- Zavallia Location in Kirovohrad Oblast Zavallia Location in Ukraine
- Coordinates: 48°12′09″N 30°00′52″E﻿ / ﻿48.20250°N 30.01444°E
- Country: Ukraine
- Oblast: Kirovohrad Oblast
- Raion: Holovanivsk Raion
- Hromada: Zavallia settlement hromada

Population (2022)
- • Total: 4,433
- Time zone: UTC+2 (EET)
- • Summer (DST): UTC+3 (EEST)

= Zavallia, Kirovohrad Oblast =

Rural locality in Kirovohrad Oblast, Ukraine

Zavallia (Завалля; Завалье) is a rural settlement in Holovanivsk Raion of Kirovohrad Oblast in Ukraine. It is located on the left bank of the Southern Bug. Zavallia hosts the administration of Zavallia settlement hromada, one of the hromadas of Ukraine. Population:

==History==
Until 18 July 2020, Zavallia belonged to Haivoron Raion. The raion was abolished in July 2020 as part of the administrative reform of Ukraine, which reduced the number of raions of Kirovohrad Oblast to four. The area of Haivoron Raion was merged into Holovanivsk Raion.
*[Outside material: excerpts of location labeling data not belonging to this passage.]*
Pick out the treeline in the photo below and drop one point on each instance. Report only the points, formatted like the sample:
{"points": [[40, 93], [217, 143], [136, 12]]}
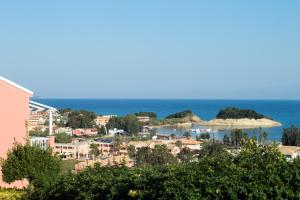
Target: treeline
{"points": [[78, 118], [291, 136], [236, 113], [255, 173], [146, 114], [128, 123]]}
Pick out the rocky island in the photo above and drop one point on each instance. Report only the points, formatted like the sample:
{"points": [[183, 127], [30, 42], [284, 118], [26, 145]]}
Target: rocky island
{"points": [[230, 118], [184, 119]]}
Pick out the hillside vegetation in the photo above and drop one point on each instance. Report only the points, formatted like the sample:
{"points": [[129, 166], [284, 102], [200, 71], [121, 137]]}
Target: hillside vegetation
{"points": [[256, 173]]}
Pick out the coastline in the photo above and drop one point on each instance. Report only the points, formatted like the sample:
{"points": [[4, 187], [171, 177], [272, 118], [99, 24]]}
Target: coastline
{"points": [[226, 124]]}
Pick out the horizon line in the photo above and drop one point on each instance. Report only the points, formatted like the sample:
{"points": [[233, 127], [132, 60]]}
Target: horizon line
{"points": [[119, 98]]}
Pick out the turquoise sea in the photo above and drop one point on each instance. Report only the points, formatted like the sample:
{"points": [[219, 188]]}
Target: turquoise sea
{"points": [[285, 111]]}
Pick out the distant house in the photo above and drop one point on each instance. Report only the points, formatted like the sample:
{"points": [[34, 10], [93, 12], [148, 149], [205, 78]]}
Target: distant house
{"points": [[14, 116], [85, 132], [66, 130], [290, 152], [103, 120], [143, 118]]}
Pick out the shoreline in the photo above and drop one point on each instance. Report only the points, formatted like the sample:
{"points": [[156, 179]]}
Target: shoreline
{"points": [[227, 124]]}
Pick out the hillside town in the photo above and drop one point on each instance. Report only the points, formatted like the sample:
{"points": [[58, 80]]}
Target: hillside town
{"points": [[81, 140]]}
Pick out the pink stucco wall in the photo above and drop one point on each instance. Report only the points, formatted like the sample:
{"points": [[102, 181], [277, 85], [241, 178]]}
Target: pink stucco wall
{"points": [[14, 112]]}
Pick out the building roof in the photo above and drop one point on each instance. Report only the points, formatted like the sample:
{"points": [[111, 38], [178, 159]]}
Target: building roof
{"points": [[40, 106], [16, 85], [188, 141], [288, 150]]}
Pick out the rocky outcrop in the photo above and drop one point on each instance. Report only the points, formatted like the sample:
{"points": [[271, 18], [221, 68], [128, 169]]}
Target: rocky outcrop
{"points": [[241, 123]]}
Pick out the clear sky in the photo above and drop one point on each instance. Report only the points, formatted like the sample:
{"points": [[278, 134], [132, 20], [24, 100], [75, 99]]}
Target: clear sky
{"points": [[210, 49]]}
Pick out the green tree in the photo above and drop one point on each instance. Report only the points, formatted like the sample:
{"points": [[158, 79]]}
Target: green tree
{"points": [[183, 114], [290, 136], [187, 134], [212, 149], [117, 144], [63, 138], [131, 151], [178, 144], [101, 130], [29, 162]]}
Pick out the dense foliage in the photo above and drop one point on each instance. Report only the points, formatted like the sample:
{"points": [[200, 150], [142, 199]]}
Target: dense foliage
{"points": [[129, 123], [148, 114], [183, 114], [38, 133], [291, 136], [255, 173], [62, 138], [236, 113], [30, 162], [159, 155]]}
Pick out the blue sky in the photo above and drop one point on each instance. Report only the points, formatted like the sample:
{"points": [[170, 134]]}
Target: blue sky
{"points": [[153, 49]]}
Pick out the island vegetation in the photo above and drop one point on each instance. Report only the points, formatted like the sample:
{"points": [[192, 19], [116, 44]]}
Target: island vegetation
{"points": [[236, 113], [180, 115], [291, 136], [128, 123]]}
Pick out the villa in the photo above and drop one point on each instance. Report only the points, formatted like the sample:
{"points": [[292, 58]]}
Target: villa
{"points": [[14, 118], [290, 152]]}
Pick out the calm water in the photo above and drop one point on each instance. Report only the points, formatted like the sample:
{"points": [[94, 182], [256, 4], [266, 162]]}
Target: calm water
{"points": [[286, 112]]}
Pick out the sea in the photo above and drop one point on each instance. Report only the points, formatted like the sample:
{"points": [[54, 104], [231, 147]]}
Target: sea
{"points": [[285, 111]]}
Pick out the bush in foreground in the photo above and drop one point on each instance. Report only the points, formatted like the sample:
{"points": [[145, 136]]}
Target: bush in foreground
{"points": [[256, 173]]}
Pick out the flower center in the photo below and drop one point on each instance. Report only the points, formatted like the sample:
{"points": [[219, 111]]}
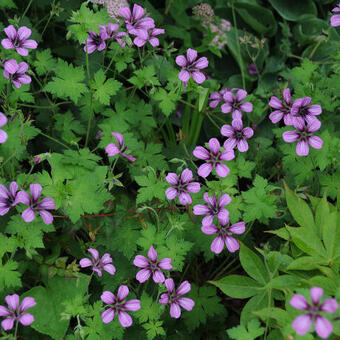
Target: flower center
{"points": [[238, 135]]}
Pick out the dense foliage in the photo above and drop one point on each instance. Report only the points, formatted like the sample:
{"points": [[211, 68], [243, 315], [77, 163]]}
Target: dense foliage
{"points": [[169, 169]]}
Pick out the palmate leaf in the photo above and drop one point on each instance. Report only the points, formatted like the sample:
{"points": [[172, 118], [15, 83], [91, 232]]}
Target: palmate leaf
{"points": [[68, 82], [252, 332], [263, 286], [104, 89], [207, 305]]}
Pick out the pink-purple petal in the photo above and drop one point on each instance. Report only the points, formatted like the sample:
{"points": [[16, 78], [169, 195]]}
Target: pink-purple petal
{"points": [[302, 324], [108, 315], [141, 261], [222, 170], [108, 297], [143, 275], [122, 293], [186, 303]]}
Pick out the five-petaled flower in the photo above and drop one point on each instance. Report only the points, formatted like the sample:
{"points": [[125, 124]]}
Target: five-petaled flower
{"points": [[282, 108], [16, 312], [335, 19], [18, 40], [96, 41], [302, 110], [35, 205], [98, 264], [136, 21], [213, 159], [303, 136], [3, 134], [174, 297], [117, 305], [191, 67], [213, 208], [114, 149], [16, 72], [233, 103], [144, 36], [224, 235], [8, 199], [302, 323], [237, 135], [151, 265], [181, 187], [111, 32]]}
Until 26 January 2024, Zavallia was designated urban-type settlement. On this day, a new law entered into force which abolished this status, and Zavallia became a rural settlement.

==Economy==
===Transportation===
The settlement is connected by road with Haivoron and Savran. It has access to Highway M05 which connects Kyiv and Odesa.

=== Mining ===
The Zavallia mine is one of the largest graphite mines in Ukraine and in the world. The mine is located in the center of the country in Kirovohrad Oblast. The mine has estimated reserves of 6.4 million tonnes of ore 7% graphite.